In the assignment, they simply provided the trained model because they claim it took several hours to train using the 4000+ training examples with GPUs.
Instead of just using the provided model, I tried creating my own training examples using their functions, and then training the model from scratch. The raw audio files remain unchanged.
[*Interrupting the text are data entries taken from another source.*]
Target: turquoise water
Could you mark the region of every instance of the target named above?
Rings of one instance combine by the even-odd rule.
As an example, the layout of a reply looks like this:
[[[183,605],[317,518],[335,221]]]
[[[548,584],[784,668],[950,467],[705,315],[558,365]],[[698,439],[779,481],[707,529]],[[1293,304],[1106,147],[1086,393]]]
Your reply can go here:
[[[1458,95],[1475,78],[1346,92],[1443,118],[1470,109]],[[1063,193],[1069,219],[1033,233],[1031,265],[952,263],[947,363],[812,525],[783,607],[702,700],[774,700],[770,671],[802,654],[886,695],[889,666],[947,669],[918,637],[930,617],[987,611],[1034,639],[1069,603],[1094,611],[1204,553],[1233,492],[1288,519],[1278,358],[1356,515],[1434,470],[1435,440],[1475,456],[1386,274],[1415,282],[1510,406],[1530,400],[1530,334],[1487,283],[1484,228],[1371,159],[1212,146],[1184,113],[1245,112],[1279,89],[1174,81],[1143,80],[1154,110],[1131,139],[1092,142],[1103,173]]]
There were 2 background files, so I made sure that there were 2000 training examples for each background:
n_train_per_bg = 2000
n_train = len(backgrounds)*n_train_per_bg
orig_X_train = np.empty((n_train, Tx, n_freq))
orig_Y_train = np.empty((n_train, Ty , 1))
for bg in range(len(backgrounds)):
for n in range(n_train_per_bg):
print("bg: {}, n: {}".format(bg, n))
x, y = create_training_example(backgrounds[bg], activates, negatives)
orig_X_train[bg*n_train_per_bg + n, :, :] = x.T
orig_Y_train[bg*n_train_per_bg + n, :, :] = y.T
np.save('./XY_train/orig_X_train.npy', orig_X_train)
np.save('./XY_train/orig_Y_train.npy', orig_Y_train)
However, after running for an hour, the results I got were quite disappointing. One of the later examples in the same exercise shows their properly functioning model displaying a probability spike when the trigger word "activate" is being detected around the 400 mark on the x-axis:
and here's mine, which not only isn't detecting anything, but is simply flatlining!:
The only modifications I made were:
- changing the learning rate for the Adam optimizer from 0.0001 to 0.0010
- setting the
batch_size
to 600
I understand that I probably still need to incorporate many more epochs, but am quite surprised that the output probability would be flat with no change. Am I doing something horribly wrong or do I just have to trust that the model will converge to something that makes more sense?